Although CA724 owned a higher diagnostic value in GC, its sensitivity was only about 45.0%[19]. Moreover, in China, CA724 was claimed to associate with Helicobacter pylori infection[21] and even geographical environment factors, such as temperature[22]. These indicated that it was not enough to evaluate the condition of patients merely depend on CA724. To solve this problem, a lot of work had been done. For example, TKI, an enzyme involved in the regulation of the mammalian cell cycle, was another choice of marker in gastric cancer[19]. Or, the combination of CA724 with CA199, CA125 and CEA could also improve the capability of diagnosis[9, 12, 19, 23].
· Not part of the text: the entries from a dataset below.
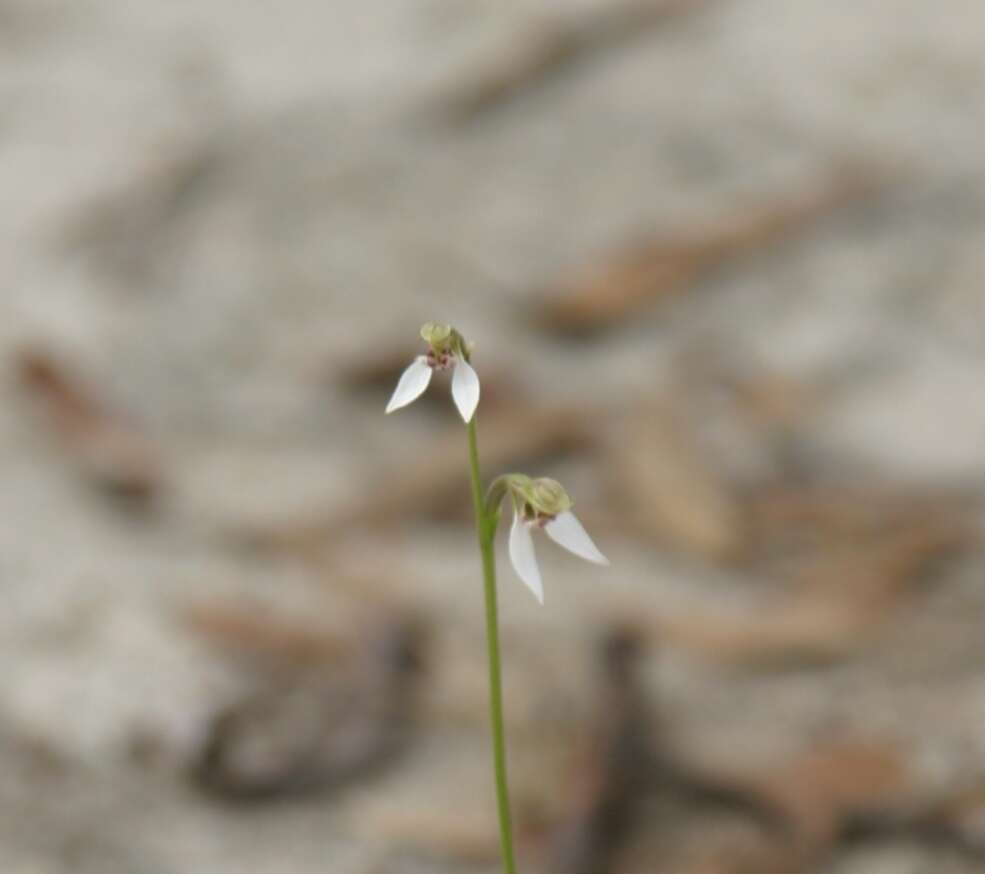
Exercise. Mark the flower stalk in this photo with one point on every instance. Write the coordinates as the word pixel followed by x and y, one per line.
pixel 539 504
pixel 486 521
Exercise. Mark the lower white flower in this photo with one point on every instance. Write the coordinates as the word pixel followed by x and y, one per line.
pixel 447 350
pixel 564 529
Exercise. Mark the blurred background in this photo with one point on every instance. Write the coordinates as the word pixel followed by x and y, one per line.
pixel 722 263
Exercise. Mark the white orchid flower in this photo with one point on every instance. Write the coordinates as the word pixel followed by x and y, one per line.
pixel 446 348
pixel 543 504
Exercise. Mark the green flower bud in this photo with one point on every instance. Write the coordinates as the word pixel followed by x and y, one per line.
pixel 438 337
pixel 548 496
pixel 534 497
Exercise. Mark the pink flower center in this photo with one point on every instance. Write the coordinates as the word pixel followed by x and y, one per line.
pixel 439 360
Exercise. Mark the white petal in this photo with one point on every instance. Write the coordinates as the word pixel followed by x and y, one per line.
pixel 412 383
pixel 465 389
pixel 567 531
pixel 524 558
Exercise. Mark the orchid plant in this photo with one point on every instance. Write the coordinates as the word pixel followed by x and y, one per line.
pixel 538 503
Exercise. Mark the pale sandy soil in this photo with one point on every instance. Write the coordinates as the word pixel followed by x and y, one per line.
pixel 210 209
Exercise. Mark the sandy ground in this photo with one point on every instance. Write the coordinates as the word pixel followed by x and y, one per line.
pixel 211 211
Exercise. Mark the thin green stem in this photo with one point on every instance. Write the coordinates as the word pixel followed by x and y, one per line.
pixel 485 523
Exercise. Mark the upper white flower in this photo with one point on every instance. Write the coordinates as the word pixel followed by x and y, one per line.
pixel 543 504
pixel 446 349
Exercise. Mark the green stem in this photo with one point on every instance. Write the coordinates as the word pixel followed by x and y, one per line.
pixel 486 520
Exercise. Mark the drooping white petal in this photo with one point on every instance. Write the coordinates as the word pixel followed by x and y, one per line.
pixel 524 558
pixel 412 383
pixel 465 389
pixel 565 530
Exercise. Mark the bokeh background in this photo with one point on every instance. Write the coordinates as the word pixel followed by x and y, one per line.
pixel 722 261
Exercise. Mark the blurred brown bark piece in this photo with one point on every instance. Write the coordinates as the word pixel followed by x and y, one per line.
pixel 788 517
pixel 107 448
pixel 250 632
pixel 841 598
pixel 665 491
pixel 608 292
pixel 824 788
pixel 556 47
pixel 614 767
pixel 431 484
pixel 314 731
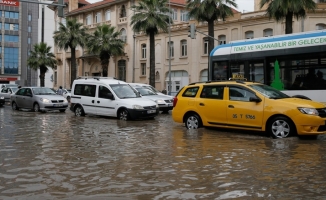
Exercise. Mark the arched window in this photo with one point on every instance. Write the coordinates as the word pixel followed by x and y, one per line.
pixel 320 26
pixel 108 15
pixel 221 39
pixel 123 35
pixel 123 11
pixel 183 44
pixel 249 35
pixel 268 32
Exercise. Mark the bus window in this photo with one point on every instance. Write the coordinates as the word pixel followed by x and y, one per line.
pixel 219 70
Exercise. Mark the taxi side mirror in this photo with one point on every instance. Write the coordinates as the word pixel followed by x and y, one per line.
pixel 255 99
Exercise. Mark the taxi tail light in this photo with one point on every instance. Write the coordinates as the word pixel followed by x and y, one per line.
pixel 175 100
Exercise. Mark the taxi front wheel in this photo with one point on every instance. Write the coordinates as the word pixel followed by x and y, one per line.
pixel 280 127
pixel 192 121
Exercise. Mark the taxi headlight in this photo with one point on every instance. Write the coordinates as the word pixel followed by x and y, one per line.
pixel 137 107
pixel 160 101
pixel 45 100
pixel 308 111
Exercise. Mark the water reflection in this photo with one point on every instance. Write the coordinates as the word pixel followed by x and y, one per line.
pixel 60 156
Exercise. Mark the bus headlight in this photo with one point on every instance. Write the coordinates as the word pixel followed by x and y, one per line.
pixel 309 111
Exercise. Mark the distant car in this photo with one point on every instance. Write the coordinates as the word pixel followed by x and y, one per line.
pixel 38 99
pixel 66 94
pixel 6 92
pixel 164 102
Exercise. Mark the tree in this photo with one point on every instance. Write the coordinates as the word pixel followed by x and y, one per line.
pixel 286 9
pixel 105 42
pixel 41 58
pixel 150 17
pixel 71 35
pixel 210 11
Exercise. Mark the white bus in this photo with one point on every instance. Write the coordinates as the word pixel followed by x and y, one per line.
pixel 299 59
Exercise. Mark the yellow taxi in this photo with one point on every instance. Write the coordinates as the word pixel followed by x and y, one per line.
pixel 248 106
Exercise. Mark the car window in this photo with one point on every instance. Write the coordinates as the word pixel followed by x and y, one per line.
pixel 103 92
pixel 240 94
pixel 190 92
pixel 212 92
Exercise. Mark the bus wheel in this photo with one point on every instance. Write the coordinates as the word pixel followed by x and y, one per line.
pixel 280 127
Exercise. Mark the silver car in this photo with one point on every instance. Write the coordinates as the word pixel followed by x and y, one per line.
pixel 38 99
pixel 164 102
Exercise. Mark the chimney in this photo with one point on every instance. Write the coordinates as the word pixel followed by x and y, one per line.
pixel 73 5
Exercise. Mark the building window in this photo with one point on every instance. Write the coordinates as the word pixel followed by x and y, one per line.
pixel 221 39
pixel 268 32
pixel 143 51
pixel 143 69
pixel 249 35
pixel 320 26
pixel 89 19
pixel 108 15
pixel 184 16
pixel 123 11
pixel 123 35
pixel 205 45
pixel 183 44
pixel 98 17
pixel 174 14
pixel 170 50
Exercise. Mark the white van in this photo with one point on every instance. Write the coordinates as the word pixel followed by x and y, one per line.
pixel 110 97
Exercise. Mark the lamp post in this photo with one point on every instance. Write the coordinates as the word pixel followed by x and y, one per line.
pixel 170 82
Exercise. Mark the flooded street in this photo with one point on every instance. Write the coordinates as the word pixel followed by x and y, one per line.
pixel 59 156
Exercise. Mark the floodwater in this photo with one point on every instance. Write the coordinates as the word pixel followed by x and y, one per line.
pixel 59 156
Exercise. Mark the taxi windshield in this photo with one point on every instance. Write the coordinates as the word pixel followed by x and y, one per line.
pixel 269 92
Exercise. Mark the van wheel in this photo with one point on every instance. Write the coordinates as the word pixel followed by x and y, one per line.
pixel 14 106
pixel 123 115
pixel 192 121
pixel 36 107
pixel 280 127
pixel 79 111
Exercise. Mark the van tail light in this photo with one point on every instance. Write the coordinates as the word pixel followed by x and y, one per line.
pixel 175 101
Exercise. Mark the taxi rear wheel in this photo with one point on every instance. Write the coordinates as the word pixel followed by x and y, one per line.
pixel 281 127
pixel 192 121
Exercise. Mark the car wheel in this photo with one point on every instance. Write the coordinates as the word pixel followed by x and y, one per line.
pixel 123 115
pixel 14 106
pixel 79 111
pixel 192 121
pixel 280 127
pixel 36 108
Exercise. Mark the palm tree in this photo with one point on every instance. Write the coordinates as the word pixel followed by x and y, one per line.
pixel 286 9
pixel 41 58
pixel 150 17
pixel 71 35
pixel 105 42
pixel 210 11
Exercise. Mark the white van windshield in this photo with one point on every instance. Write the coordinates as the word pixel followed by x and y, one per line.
pixel 124 91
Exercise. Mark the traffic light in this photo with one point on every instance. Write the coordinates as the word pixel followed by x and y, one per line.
pixel 60 8
pixel 192 31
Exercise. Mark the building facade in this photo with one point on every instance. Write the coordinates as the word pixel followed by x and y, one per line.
pixel 185 58
pixel 19 31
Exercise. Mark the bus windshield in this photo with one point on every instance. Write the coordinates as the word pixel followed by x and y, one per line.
pixel 269 92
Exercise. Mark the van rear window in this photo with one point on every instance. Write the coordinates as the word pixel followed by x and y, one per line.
pixel 85 90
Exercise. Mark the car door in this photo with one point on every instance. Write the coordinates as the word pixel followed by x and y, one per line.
pixel 241 112
pixel 212 106
pixel 104 105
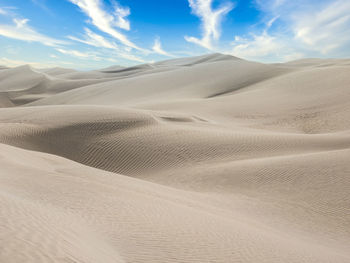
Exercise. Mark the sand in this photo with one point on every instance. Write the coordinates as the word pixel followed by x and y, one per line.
pixel 203 159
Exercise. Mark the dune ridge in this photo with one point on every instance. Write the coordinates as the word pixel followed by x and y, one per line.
pixel 203 159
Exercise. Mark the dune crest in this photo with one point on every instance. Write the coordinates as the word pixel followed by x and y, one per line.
pixel 203 159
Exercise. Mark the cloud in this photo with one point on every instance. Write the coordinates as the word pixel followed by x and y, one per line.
pixel 20 30
pixel 321 26
pixel 257 47
pixel 15 63
pixel 2 12
pixel 210 21
pixel 106 22
pixel 74 53
pixel 157 48
pixel 327 30
pixel 121 13
pixel 95 40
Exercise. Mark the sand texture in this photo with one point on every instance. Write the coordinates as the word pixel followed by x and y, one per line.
pixel 202 159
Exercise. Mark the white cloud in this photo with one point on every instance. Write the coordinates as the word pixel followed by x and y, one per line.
pixel 121 13
pixel 318 26
pixel 327 29
pixel 74 53
pixel 257 47
pixel 15 63
pixel 22 31
pixel 95 40
pixel 105 21
pixel 2 12
pixel 157 48
pixel 210 21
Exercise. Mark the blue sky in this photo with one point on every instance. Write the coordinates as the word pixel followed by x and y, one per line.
pixel 89 34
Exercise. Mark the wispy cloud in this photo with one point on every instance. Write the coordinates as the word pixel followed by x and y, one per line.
pixel 327 29
pixel 43 6
pixel 210 21
pixel 305 28
pixel 120 16
pixel 20 30
pixel 15 63
pixel 93 39
pixel 75 53
pixel 105 21
pixel 157 48
pixel 2 12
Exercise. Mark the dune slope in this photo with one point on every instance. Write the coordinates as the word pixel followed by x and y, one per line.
pixel 204 159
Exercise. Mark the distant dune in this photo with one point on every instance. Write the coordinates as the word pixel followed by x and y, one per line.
pixel 202 159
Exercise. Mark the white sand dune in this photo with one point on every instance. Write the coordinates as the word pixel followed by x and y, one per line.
pixel 204 159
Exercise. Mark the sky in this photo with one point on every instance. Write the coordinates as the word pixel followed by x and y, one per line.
pixel 87 34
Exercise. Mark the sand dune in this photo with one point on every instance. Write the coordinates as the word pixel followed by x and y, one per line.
pixel 203 159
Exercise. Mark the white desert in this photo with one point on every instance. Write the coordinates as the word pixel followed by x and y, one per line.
pixel 202 159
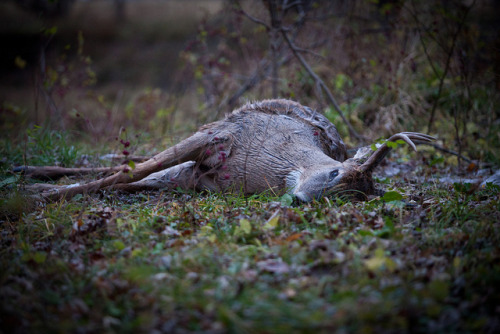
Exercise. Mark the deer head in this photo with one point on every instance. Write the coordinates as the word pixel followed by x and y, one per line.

With regard to the pathological factors, we found that CA199, CA125 and CA724 before and after NCT were all predict indicators for lymph node metastasis and ypTNM stage. In the previous articles, in GC patients who experienced curative gastrectomy, preoperative CA199 could predict the lymph node metastasis[17, 18] and the pTNM stage[17]. CA724 was associated with nodal involvement[9] and worse stage in advanced gastric cancer patients[19]. As supplementary, we confirmed these in patients with preoperative therapy. In addition, we found CA125 as well as the change of CA125 was also related to ypN and ypTNM stage.
In our study, the VOLI rate was significantly higher in post-CA724 positive group, while in pre- group, the P value was closed to significant. However, Sun et al.[12] suggested that pre-CA724 was related to vascular invasion. This might suggest that CA724 could be used to assess the lymphatic or vascular invasion, but more researches are needed to distinguish the accuracy between pre- and post- groups.
It was unexpected that CEA was not related to prognosis in our study. Although a team from Japan supported a similar result[7], a large number of studies suggested the opposite one[10, 16, 18, 24]. Nevertheless, our CEA positive rate was related to the rising of CA199 and CA125, which had been raised before[7, 19]. Notably, these connections weakened after the NCT, which probably meant that the preoperative treatment could blur these relationships.
The limitations still exist in this study. Firstly, due to the nature of retrospective research, some patients did not have all values of markers, which hindered the exploration of the combination of markers. Secondly, the sample size was not large. The sample number of AFU and AFP in every group were so small that they were not included in the further analysis. This limitation might also contribute to the reason why some P values were more than 0.05 but smaller than 0.1. Thirdly, we used the optimal cutoff value derived from Youden index, which disturbed the comparation with other studies.
Despite of these limitations, our study still possesses some merits. Our sample size is relatively small, but we forced on specific group of patients. Although the optimal cutoff values have been agreed in patients without preoperational treatment, whether the borderline would change due to neoadjuvant therapy is still unknown. We not only illuminated the prognostic significance of these tumor markers, but confirmed their effects to predict lymph node metastasis and pathological stage. These results are useful for assessing the condition of patients and further clinical decision.